The attacks targeted what the Indian government labeled as important logistical assets of various militant groups and launchfpads within mainland Pakistan and Pakistan-administered Kashmir, thereby marking a sharp increase in scale and intent. New Delhi asserts that it has have killed some prominent “terrorists” and destroyed the terror infrastructure at Bahawalpur, Sialkot, Muridke, Muzaffarabad, Kotli, and Bhimber, which, it claimed, were being operated by Kashmir-focused groups such as LeT, JeM, and Hizbul Mujahideen.
What set this episode apart was the subsequent deployment of drone swarms by both sides to overwhelm each other’s air defense systems. India employed hundreds of Israeli-manufactured Harper drones to penetrate Pakistani airspace before dozens of these loitering munitions were shot down over several cities, including Rawalpindi, the twin city of Islamabad that is home to the General Headquarters of the Pakistan Army. From a tactical point of view, this might be interpreted as a means of communicating a message without necessarily inviting the type of escalation a traditional airstrike would. Moreover, it showcased a new capability to undermine Pakistani deterrence through non-traditional vectors of engagement.
Notwithstanding the fact that Pakistan responded with its own drone swarm attacks, India’s initiative of trying to maintain its control over the escalation ladder aimed at redefining the “threshold” of response by opting for what could be called a form of retaliation that is demonstrative, precise, and yet unpredictable compared to previous norms. Such a blurring of conventional and subconventional responses could well redefine future crisis response templates in South Asia.
Escalation Dominance: India’s New Strategic Grammar
India’s May 7-10 actions point toward a shift in doctrinal thinking from deterrence by denial to deterrence by punishment. It appears increasingly willing to exploit what it sees as a space below the nuclear threshold, within which it can operate with plausible deniability and calculated force. This is best captured by the idea of “escalation dominance” in deterrence tactics, wherein one side asserts control over the pace, intensity, and narrative of the conflict, according to the definition of the Global Security Review.
By executing its strike, managing domestic information flow, and refusing to confirm losses while putting the onus of escalation on Pakistan, India attempted to project its dominance across both physical and perceptual theaters. New Delhi’s continued efforts aimed at denying Islamabad a narrative victory by avoiding acknowledgement of its own casualties or damage to its IAF fighter jets during the May 6-7 action, particularly the French-made Rafale, which was touted by many at its induction as a “game changer” in India’s regional air dominance.
Such controlled narrative-building also demonstrated how information warfare became an extension of its kinetic strategy. The post-strike opacity maintained by the Indian government suggested confidence in managing domestic opinion while simultaneously discrediting Pakistan’s attempts to claim any form of enforcing status quo ante.
Moreover, while the change in redefining India’s policy outlook has been in the works for the last decade – as evidenced by the 2016 cross-LoC “surgical strikes” following the Uri attack and 2019 post-Pulwama strikes on Balakot – these recent events show the willingness of Indian leadership to cement cross-border strikes as a first response to any form of extremism it believes originates from Pakistani soil.
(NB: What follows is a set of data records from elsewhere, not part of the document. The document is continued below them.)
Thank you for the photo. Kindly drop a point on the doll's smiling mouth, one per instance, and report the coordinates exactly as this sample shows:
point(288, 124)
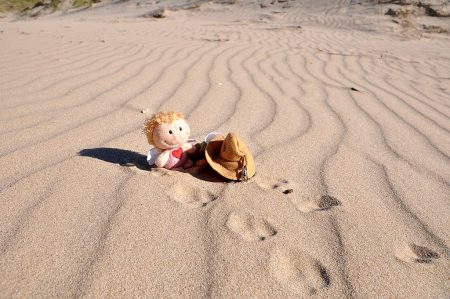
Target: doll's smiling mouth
point(170, 144)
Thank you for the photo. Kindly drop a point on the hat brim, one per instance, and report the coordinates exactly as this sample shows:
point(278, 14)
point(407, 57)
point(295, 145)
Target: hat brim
point(212, 155)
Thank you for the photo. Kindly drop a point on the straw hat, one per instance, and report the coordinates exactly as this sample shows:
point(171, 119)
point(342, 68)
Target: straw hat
point(230, 157)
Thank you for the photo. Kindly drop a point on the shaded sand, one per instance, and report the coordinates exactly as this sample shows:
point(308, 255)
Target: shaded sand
point(346, 111)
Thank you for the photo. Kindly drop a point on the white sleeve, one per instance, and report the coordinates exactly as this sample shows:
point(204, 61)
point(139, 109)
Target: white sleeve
point(152, 155)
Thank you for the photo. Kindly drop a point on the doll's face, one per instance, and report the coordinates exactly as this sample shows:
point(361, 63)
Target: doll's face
point(173, 135)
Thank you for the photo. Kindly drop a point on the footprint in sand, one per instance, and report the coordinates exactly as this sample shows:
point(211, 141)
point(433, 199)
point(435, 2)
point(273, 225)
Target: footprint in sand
point(190, 195)
point(249, 227)
point(413, 253)
point(299, 271)
point(304, 204)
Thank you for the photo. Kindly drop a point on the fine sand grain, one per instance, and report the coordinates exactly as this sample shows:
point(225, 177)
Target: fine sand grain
point(347, 113)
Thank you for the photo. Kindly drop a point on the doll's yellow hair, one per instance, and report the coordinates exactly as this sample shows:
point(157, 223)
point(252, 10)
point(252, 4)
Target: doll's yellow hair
point(157, 119)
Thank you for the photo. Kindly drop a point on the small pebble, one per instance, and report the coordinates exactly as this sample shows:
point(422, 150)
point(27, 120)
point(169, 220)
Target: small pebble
point(288, 191)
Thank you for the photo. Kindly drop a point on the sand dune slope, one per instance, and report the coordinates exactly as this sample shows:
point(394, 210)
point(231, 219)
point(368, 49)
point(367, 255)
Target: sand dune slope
point(336, 103)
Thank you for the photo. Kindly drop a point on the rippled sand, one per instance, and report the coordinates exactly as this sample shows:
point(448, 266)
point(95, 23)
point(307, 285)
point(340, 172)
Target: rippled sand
point(337, 102)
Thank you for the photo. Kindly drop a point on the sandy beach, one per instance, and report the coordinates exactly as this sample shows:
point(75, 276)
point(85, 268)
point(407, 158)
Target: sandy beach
point(345, 109)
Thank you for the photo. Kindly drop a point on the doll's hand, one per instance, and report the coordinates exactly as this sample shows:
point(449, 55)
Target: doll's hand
point(152, 155)
point(189, 148)
point(162, 159)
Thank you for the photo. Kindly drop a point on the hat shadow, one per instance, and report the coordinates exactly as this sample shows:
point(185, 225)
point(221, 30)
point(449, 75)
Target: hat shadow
point(126, 158)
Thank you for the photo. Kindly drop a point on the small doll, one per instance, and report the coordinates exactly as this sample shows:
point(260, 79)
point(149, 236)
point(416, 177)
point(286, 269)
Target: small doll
point(168, 132)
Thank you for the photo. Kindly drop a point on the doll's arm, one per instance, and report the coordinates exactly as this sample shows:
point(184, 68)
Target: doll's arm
point(162, 159)
point(152, 155)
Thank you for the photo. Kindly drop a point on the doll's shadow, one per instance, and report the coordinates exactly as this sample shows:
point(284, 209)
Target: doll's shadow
point(122, 157)
point(128, 158)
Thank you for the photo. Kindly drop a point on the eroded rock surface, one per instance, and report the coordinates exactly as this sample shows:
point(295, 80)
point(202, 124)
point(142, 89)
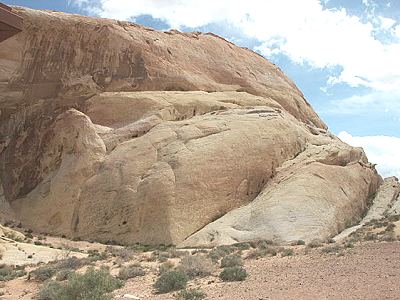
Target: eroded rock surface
point(113, 131)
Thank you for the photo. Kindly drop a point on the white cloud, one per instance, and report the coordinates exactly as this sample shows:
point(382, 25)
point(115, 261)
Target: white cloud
point(382, 150)
point(368, 104)
point(303, 30)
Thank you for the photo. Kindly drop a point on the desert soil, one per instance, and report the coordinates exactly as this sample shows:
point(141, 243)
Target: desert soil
point(368, 271)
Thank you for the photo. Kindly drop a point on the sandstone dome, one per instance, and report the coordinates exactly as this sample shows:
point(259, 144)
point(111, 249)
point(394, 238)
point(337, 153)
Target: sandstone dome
point(111, 131)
The Indian leadership has made it clear that any future incident involving nonstate actors operating from Pakistani soil will be treated as an act of war and provoke a firm and immediate response.
Pakistan’s Strategic Bind
India’s redefined doctrinal approach pushed Islamabad into a difficult position. Pakistan’s military elite, which is accustomed to shaping national security policy and asserting parity with India, came under both institutional and popular pressure to “respond.” The perceived erosion of its deterrence credibility created a reputational challenge.
These pressures eventually saw Pakistan initiate its own response by first launching drone swarm attacks during May 8-10, followed by Operation Bunyan-un-Marsoos (Wall of Lead), targeting multiple military installations in Jammu and Kashmir, and along India’s western sector. India has acknowledged limited damages at its airbases at Udhampur, Pathankot, Bathinda, Bhuj, and Adampur. This would have been seen as an attempt to reassert military parity; however, India denied such an advantage by targeting Pakistani military installations at Rafiki, Murid, Chaklala, Rahim Yar Khan, Sukkur, and Juniya.
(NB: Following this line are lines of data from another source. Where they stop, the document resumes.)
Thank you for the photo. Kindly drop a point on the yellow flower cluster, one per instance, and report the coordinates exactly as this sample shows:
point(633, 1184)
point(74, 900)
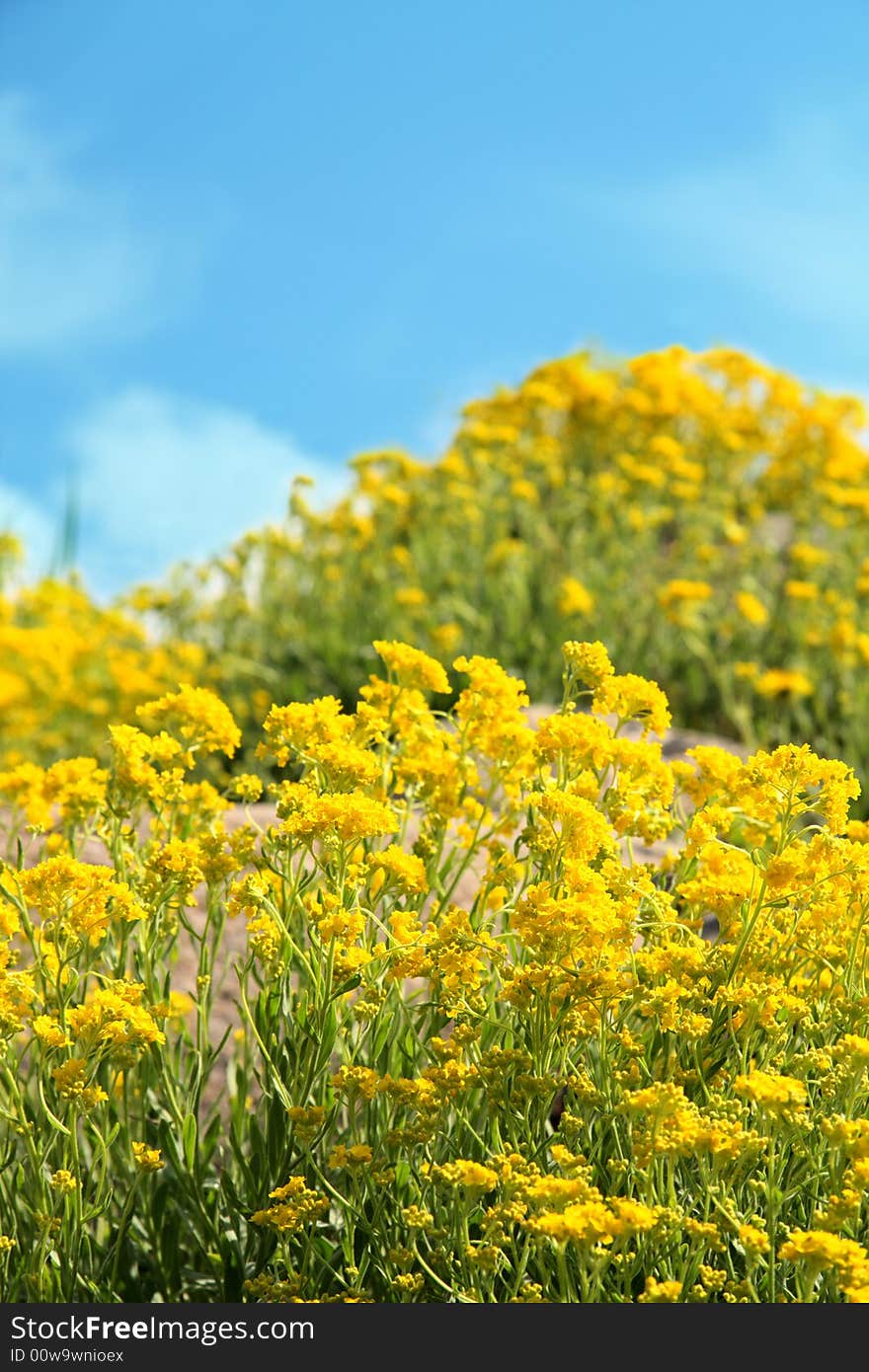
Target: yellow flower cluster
point(500, 1045)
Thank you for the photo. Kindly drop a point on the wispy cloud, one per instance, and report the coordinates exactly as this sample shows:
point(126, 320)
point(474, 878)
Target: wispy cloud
point(22, 516)
point(73, 267)
point(165, 478)
point(785, 221)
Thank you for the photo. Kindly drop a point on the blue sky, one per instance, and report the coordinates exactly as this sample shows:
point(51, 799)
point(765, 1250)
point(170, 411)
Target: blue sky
point(240, 240)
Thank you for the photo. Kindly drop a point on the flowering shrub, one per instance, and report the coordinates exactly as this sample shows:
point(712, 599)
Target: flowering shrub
point(700, 513)
point(457, 932)
point(67, 667)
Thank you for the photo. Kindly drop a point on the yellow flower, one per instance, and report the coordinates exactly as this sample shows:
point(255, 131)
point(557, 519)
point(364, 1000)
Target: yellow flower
point(574, 598)
point(783, 682)
point(751, 608)
point(661, 1293)
point(147, 1160)
point(63, 1181)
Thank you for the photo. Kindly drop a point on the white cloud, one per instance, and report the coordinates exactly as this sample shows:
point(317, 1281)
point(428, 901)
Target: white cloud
point(787, 220)
point(164, 478)
point(71, 265)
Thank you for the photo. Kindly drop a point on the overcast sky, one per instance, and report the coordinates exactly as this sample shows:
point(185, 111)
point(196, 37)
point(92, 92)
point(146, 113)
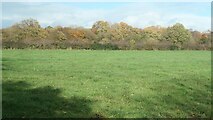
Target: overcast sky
point(195, 15)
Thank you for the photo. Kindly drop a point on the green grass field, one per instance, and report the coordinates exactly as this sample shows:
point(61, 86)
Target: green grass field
point(80, 83)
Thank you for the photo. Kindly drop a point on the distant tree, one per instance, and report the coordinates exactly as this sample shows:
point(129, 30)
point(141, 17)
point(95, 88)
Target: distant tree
point(178, 35)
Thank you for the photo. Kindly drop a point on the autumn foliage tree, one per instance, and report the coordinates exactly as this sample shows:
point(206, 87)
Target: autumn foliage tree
point(103, 35)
Pakistan appeared to be seeking demonstrative yet limited military actions that served more as messaging than as escalation. However, given how things gradually spiraled downhill, South Asia is now at a greater risk. Even a miscalculated symbolic move from either of the two countries could trigger unintended consequences in an increasingly fluid tactical environment.
Extra-Regional Actors and the Search for Off-Ramps
In the past, extra-regional actors such as the United States and the Gulf monarchies have been instrumental in de-escalating India-Pakistan tensions. Their intervention tended to make both sides step back from imminent confrontations with minimal harm to their reputation and room to spin their own narratives of control. For example, in the 1999 Kargil War, U.S. President Bill Clinton was instrumental in persuading the Pakistan Army, led by General Pervez Musharraf, to stop fighting and retreat from the Himalayan hills. But in this recent face-off, while Saudis, Emiratis, and Americans did make an effort to assist in toning down the hostility, the effect seemed restricted in the early stages.
In addition, India’s increasing strategic capital on account of its expanding economic muscle and growing military power, along with its U.S.-encouraged role as a key counterweight to China in the broader Sino-American dynamic, gives it more leverage in avoiding outside mediation. At the same time, Pakistan’s credibility as a victim of unprovoked aggression has been undermined in international perception, much of which still harbors suspicions about its counterterrorism credentials based on its track record of using proxy nonstate actors as an integral part of its regional policy.
Thus, the traditional diplomatic “cooling mechanisms” are increasingly returning ineffective. This raises the stakes of each escalation cycle, especially when neither party is under meaningful external pressure to de-escalate quickly.
Conclusion: An Escalatory Cycle Without Clear Exit Routes
The current phase in India-Pakistan relations reflects a breakdown of the old deterrence logic. Both countries are learning to adapt to an increasingly opaque, asymmetric, and technologically advanced battlefield. While India’s efforts to enforce its escalation dominance may appear bold, it is equally a risky attempt at managing the pace and narrative of war. At the same time, Pakistan’s response, while reactive and symbolic, is also fraught with potential for miscalculation.
It remains debatable whether India successfully imposed its new strategic doctrine or Pakistan managed to reassert strategic equivalence and restore the status quo ante. What is certain is that the escalation threshold has been significantly lowered. Indian leadership has made it clear that any future incident involving nonstate actors operating from Pakistani soil will provoke a firm and immediate response.
As such, under this changing strategic environment, the weakness of de-escalation mechanisms or channels of crisis communications adds a layer of volatility to an already inflammable situation. In the absence of any effective diplomatic engagements or regional conflict resolution mechanisms, normalizing these cycles of episodic hostilities that consistently lower the escalation threshold underpinning military dynamics between New Delhi and Islamabad has adverse implications not just for these two countries but also for the region and beyond.
Therefore, in order to avert the potential of further drifting into an untenable cycle of escalation, India and Pakistan, and the global community, would need to rework these assumptions underpinning strategic (dis)equilibrium in the region. As this standoff clearly illustrates, the window for crisis management is increasingly shrinking with each incident, and the price of failure may prove disastrous.